Time Warner reminded Wall Street Wednesday that while new media has flash, old media packs heat.
The talk among investors and Hollywood cognoscenti centered on Netflix after the streaming service announced it was taking on the feature film world with deals to back four Adam Sandler projects and to simultaneously release a sequel to “Crouching Tiger Hidden Dragon” digitally and in select Imax theaters. Part of the motivation behind Netflix’s glossy pacts was to insulate itself from challenges posed by Amazon Prime, YouTube, Hulu and other streaming services.
But HBO was the wolf at the door. Wednesday’s announcement that the premium cable channel will launch a standalone streaming service sent Netflix’s stock tumbling. It still hasn’t recovered. After missing its subscriber targets during a doleful third quarter earnings announcement, the company’s shares lost more than a hundred dollars of value.
If Netflix had hoped to overshadow Time Warner’s investor presentation this week by scheduling its financials release on the same day, it was sorely misguided.
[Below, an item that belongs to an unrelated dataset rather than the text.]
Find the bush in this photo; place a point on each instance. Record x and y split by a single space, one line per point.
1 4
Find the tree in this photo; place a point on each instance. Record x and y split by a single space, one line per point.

A spokesman for the company says the timing was coincidental and selected so as not to conflict with Google’s earnings announcement the following day.
Whatever the case, in recent weeks Time Warner has looked like a media empire in decline, slashing jobs at its Turner and Warner Bros. divisions and still reeling from an unsolicited takeover bid from Rupert Murdoch’s 21st Century Fox.
During a stunning three-hour presentation, Time Warner chief Jeff Bewkes and his chief lieutenants, HBO CEO Richard Plepler, Warner Bros. CEO Kevin Tsujihara and Turner CEO John Martin reminded investors what corporate firepower looks like, announcing Harry Potter spin-offs, half a decade’s worth of DC Comics movies, Tom & Jerry reboots, “Friends” licensing deals (with Netflix, no less!) and pledges to collaborate across divisions. The HBO mic drop indicated that Time Warner plans to help steer the future of digital video. Oh, and Bewkes promised to double earnings growth.
Left out of their slideshows was any mention of “Blended 2,” a would-be sequel to Sandler’s recent summer flop.
Netflix looked like a lightweight yesterday. It may have revolutionized streaming. It may have ambitions to upend tired business models with digital age know-how. But it forgot that you never bring a knife to a gunfight.